With every step then, the labels descend: dyslexic, ADHD, handicapped. I’m not against labels. Labels can confer interesting information. But when labels are used primarily as a method of discrimination…
I look around. I have been preaching the word of assistive technology in schools for a dozen years now. During that time the technology has gotten better and better as well as cheaper and cheaper, and yet, if I walk into a school I will not see it. I will instead see “special” students begging for handouts from schools which seem committed to the prevention of independence.

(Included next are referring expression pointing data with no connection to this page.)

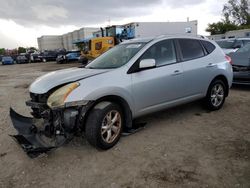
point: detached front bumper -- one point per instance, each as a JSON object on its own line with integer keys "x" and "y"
{"x": 28, "y": 136}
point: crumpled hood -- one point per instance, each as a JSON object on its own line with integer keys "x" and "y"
{"x": 48, "y": 81}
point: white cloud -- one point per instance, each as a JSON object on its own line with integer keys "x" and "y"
{"x": 46, "y": 12}
{"x": 13, "y": 35}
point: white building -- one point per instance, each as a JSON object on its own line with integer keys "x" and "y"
{"x": 243, "y": 33}
{"x": 52, "y": 42}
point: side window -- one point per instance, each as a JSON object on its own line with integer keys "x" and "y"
{"x": 98, "y": 46}
{"x": 208, "y": 46}
{"x": 191, "y": 49}
{"x": 163, "y": 52}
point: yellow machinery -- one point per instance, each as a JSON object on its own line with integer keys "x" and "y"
{"x": 98, "y": 46}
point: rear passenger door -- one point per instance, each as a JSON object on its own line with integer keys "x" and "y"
{"x": 197, "y": 66}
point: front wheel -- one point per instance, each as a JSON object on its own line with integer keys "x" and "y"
{"x": 104, "y": 125}
{"x": 216, "y": 95}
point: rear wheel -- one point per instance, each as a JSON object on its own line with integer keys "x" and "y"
{"x": 104, "y": 125}
{"x": 216, "y": 95}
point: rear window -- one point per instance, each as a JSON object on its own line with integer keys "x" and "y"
{"x": 191, "y": 49}
{"x": 208, "y": 46}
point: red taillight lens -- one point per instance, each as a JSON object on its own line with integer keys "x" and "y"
{"x": 229, "y": 59}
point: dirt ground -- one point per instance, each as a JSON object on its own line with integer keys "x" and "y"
{"x": 181, "y": 147}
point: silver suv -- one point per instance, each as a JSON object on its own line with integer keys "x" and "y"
{"x": 135, "y": 78}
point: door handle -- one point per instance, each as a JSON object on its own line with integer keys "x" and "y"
{"x": 211, "y": 65}
{"x": 176, "y": 72}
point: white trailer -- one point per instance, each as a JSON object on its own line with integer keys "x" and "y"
{"x": 149, "y": 29}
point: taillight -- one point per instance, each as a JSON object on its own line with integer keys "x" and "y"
{"x": 229, "y": 59}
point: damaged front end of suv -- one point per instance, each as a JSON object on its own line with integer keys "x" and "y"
{"x": 54, "y": 121}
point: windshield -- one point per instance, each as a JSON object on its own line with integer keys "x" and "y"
{"x": 116, "y": 57}
{"x": 227, "y": 44}
{"x": 246, "y": 48}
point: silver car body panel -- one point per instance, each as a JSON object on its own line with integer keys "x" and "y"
{"x": 44, "y": 83}
{"x": 148, "y": 90}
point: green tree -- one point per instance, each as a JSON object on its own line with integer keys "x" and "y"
{"x": 237, "y": 12}
{"x": 236, "y": 15}
{"x": 21, "y": 50}
{"x": 2, "y": 51}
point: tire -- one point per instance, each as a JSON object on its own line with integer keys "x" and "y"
{"x": 99, "y": 130}
{"x": 216, "y": 95}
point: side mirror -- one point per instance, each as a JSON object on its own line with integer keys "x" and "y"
{"x": 147, "y": 63}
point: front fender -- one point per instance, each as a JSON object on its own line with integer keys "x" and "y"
{"x": 95, "y": 94}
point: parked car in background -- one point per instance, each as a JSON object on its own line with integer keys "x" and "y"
{"x": 22, "y": 58}
{"x": 48, "y": 56}
{"x": 135, "y": 78}
{"x": 7, "y": 60}
{"x": 241, "y": 65}
{"x": 68, "y": 57}
{"x": 35, "y": 57}
{"x": 232, "y": 45}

I look around. I see counters too high. I see elevators far away from traffic patterns. I see clueless clerks in banks. I see police and legal personnel untrained in human diversity. I see non-readers virtually unable to apply for aid. I see “standardized tests” and a “commitment to accountability” being used as an excuse for acts of terror against children. I see governments doing ‘the legal minimum.’ I see no enforcement.
I see a normalist culture, an ableist culture. A culture which wants faux diversity — where people might look different, and eat different foods, but really all do things the same way.
Do I see a future? I don’t know. On my good days I imagine employers who will welcome me for what I can offer. On my bad days I see people looking at me and seeing nothing but problems. I have wandered among jobs, among places, among nations, among interests, searching for the place where I did not feel “stuck outside.” A place where success would not come with the qualifier, be that, “Super Retard,” “Super Gimp,” or the only slightly crueler, “that’s great for you.”
What would that place really look like? I remember, as a kid, walking down streets, looking in the lighted windows of homes in the night. Wondering, is that family normal? What does normal feel like? What’s it like to be like ‘everyone else’?
What would that place look like? I don’t know. But I’m guessing it would be the place where the “Exit” sign no longer lit a corner of my brain. Where it’s red light no longer interrupted my sleep.